--- "Adam C. Lipscomb" <[EMAIL PROTECTED]> wrote:
> Yelling "Fire" in a theatre doesn't directly harm
> anyone, either, but the
> resulting panic can.
>
> I'd hardly say that anyone is being "oppressed"
> when, for the few hours
> they're at the airport or riding in a plane, they
> can't talk about blowing
> things up. It's the responsibility of security
> guards and police to take
> stuff like that seriously, so if someone in a line
> at the airport says
> something like, "I'm gonna blow this place up" or
> even something that could
> reasonably be interpreted to mean that, it should be
> checked out. It's one
> of those situations where everyone accepts a small,
> temporary restriction of
> their rights in order to allow more effective
> protection of the lives and
> safety of themselves and everyone around them.
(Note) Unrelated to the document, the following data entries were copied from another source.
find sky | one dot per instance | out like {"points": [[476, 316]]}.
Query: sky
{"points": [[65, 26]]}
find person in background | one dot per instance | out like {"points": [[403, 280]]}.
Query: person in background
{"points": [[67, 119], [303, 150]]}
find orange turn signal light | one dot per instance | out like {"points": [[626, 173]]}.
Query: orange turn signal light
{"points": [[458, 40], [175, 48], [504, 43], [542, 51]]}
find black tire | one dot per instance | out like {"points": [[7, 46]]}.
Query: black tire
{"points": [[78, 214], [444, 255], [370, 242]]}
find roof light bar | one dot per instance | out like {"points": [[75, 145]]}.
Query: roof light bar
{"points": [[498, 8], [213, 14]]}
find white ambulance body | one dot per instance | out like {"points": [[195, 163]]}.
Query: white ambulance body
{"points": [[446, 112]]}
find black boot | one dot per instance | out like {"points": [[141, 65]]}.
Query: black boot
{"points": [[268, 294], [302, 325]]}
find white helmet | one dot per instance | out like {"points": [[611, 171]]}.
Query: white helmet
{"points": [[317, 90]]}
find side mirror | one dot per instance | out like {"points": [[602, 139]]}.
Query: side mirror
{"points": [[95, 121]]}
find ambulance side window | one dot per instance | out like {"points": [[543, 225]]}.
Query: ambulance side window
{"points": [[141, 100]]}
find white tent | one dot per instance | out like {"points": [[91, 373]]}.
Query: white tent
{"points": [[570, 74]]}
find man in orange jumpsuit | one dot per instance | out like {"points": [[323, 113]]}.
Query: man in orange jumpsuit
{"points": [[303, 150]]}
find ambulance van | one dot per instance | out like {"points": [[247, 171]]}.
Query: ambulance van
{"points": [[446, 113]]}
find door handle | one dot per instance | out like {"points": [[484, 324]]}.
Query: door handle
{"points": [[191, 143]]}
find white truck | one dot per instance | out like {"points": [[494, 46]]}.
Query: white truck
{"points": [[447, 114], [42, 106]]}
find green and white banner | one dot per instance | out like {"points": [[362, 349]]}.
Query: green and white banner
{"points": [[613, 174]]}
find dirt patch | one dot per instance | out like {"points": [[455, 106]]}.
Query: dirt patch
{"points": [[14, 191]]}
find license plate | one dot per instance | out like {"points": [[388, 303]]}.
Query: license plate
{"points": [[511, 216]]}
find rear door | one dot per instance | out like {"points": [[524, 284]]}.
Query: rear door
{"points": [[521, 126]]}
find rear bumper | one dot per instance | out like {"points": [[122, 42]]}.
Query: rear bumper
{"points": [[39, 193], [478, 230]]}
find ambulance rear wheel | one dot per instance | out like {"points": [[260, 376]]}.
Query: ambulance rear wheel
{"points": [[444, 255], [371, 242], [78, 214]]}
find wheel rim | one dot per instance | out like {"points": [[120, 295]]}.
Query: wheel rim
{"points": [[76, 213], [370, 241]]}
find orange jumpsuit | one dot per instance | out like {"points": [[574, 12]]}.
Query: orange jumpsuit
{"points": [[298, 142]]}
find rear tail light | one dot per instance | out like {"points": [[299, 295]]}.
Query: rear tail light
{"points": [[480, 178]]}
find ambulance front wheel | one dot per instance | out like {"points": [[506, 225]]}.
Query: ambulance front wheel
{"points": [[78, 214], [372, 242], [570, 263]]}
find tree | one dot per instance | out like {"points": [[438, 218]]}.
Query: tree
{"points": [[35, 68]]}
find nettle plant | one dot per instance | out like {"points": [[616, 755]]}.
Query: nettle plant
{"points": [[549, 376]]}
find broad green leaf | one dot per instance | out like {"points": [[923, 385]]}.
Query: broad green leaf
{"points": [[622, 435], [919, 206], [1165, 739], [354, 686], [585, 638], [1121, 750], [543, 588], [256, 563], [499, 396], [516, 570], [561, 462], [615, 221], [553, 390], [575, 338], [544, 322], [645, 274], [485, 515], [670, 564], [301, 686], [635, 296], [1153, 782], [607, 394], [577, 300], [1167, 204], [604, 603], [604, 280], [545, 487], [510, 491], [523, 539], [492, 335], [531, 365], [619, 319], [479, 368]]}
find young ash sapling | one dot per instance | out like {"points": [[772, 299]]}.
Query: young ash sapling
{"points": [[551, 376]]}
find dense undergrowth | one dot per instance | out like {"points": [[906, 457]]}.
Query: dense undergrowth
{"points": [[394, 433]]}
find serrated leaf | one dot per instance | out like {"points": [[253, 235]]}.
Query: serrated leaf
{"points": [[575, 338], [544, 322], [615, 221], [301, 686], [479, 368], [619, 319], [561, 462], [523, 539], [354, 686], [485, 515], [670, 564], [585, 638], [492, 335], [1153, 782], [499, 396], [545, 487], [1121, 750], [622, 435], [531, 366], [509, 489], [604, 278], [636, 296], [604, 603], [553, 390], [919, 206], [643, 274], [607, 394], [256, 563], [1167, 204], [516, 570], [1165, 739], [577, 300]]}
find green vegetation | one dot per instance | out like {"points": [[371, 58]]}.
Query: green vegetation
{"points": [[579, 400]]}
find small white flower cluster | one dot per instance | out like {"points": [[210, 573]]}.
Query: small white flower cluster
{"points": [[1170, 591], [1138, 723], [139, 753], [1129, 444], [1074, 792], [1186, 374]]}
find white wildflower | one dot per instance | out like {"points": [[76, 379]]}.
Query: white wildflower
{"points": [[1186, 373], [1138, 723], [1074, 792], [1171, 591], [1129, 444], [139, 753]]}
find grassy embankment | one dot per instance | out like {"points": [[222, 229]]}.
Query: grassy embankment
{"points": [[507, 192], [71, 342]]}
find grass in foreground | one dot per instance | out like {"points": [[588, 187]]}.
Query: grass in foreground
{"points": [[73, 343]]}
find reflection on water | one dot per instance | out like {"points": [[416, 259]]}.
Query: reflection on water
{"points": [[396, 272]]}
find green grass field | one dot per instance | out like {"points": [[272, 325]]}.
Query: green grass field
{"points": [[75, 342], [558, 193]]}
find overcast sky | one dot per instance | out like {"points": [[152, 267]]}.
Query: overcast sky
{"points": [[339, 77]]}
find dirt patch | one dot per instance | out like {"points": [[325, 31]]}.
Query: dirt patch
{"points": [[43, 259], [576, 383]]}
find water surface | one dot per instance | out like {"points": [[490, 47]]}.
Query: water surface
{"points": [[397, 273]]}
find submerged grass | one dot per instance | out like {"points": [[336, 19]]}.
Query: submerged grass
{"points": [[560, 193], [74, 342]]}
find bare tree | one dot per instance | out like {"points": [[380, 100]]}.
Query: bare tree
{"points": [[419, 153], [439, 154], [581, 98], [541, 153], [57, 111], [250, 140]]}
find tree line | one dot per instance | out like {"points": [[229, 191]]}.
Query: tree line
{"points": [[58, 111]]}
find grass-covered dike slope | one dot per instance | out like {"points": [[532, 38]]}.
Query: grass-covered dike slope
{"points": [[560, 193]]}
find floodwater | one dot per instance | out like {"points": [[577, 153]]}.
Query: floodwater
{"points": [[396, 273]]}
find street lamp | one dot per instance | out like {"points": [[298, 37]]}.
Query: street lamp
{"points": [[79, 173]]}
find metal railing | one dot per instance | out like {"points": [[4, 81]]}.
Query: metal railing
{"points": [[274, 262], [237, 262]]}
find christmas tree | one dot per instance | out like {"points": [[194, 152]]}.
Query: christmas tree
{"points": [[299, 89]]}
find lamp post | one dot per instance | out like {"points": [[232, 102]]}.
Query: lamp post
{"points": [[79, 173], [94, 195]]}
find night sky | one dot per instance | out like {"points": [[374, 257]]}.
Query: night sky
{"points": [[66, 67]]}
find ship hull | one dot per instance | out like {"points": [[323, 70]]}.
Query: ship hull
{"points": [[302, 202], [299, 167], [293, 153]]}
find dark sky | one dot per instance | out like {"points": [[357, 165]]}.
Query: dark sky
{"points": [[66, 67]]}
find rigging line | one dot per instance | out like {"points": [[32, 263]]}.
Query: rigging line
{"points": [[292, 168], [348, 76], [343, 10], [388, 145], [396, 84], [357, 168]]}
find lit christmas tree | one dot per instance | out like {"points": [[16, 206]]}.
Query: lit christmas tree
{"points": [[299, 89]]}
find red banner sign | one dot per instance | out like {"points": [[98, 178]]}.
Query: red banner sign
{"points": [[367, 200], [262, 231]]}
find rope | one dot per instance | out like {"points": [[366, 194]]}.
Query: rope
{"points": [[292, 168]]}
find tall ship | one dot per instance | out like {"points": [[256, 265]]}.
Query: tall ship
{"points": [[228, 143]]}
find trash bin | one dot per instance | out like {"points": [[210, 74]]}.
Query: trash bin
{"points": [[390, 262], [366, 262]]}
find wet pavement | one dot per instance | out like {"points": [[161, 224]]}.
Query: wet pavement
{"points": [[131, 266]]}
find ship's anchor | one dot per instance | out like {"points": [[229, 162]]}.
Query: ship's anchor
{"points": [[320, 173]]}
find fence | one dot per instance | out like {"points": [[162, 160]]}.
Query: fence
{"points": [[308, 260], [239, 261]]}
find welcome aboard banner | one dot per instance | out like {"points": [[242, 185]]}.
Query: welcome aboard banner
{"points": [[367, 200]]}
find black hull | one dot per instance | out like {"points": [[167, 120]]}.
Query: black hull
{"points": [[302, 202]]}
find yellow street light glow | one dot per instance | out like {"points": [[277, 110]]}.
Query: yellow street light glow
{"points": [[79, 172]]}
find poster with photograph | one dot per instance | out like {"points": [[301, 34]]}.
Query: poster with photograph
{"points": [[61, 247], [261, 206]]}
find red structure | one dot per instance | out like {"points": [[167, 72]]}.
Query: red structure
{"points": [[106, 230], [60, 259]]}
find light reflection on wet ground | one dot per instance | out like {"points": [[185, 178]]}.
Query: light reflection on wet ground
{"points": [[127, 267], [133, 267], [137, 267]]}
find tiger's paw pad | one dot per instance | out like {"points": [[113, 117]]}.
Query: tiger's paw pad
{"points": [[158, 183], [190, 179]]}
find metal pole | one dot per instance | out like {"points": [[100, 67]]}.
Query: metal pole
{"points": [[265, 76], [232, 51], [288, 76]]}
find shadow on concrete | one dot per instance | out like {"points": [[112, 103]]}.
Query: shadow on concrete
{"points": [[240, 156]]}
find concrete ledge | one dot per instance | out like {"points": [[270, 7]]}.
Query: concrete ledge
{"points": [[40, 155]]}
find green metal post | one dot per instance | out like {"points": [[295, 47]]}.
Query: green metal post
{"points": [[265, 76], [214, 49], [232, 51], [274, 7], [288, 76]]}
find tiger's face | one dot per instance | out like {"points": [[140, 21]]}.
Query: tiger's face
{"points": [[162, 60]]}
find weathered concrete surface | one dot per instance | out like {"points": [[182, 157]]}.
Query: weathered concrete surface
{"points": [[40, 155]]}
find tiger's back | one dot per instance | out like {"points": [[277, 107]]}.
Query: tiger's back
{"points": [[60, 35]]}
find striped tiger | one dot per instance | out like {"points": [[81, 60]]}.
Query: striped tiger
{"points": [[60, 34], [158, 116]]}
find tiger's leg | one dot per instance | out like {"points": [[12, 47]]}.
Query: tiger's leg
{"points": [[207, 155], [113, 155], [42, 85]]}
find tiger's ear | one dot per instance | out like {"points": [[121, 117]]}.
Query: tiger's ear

To
> touch back to another
> thread, it's a cost/benefit analysis that everyone
> performs. If you don't
> like not being able to say "Bomb" in a crowded
> airport, don't travel by
> plane. There are still trains, buses, bicycles and
> cars.
>
>
I would say that it is oppression, on the generous
American scale. Certainly nothing on par with what
Chinese citizens endure, of course. And I do know
that it makes the jobs of security people easier, of
course I considered that. But as i've said before,
the job of the police force in a free society is
*supposed* to be difficult. Do you deny that the
above encroaches on our 1st and 4th amendment rights?
I'm not going to accept "well, just don't fly" as an
answer- though i do detest flying commercially. What
we're discussing here is the top edge of the slippery
slope, something that non-Americans seem to pooh-pooh
too easily. And some Americans too, it appears.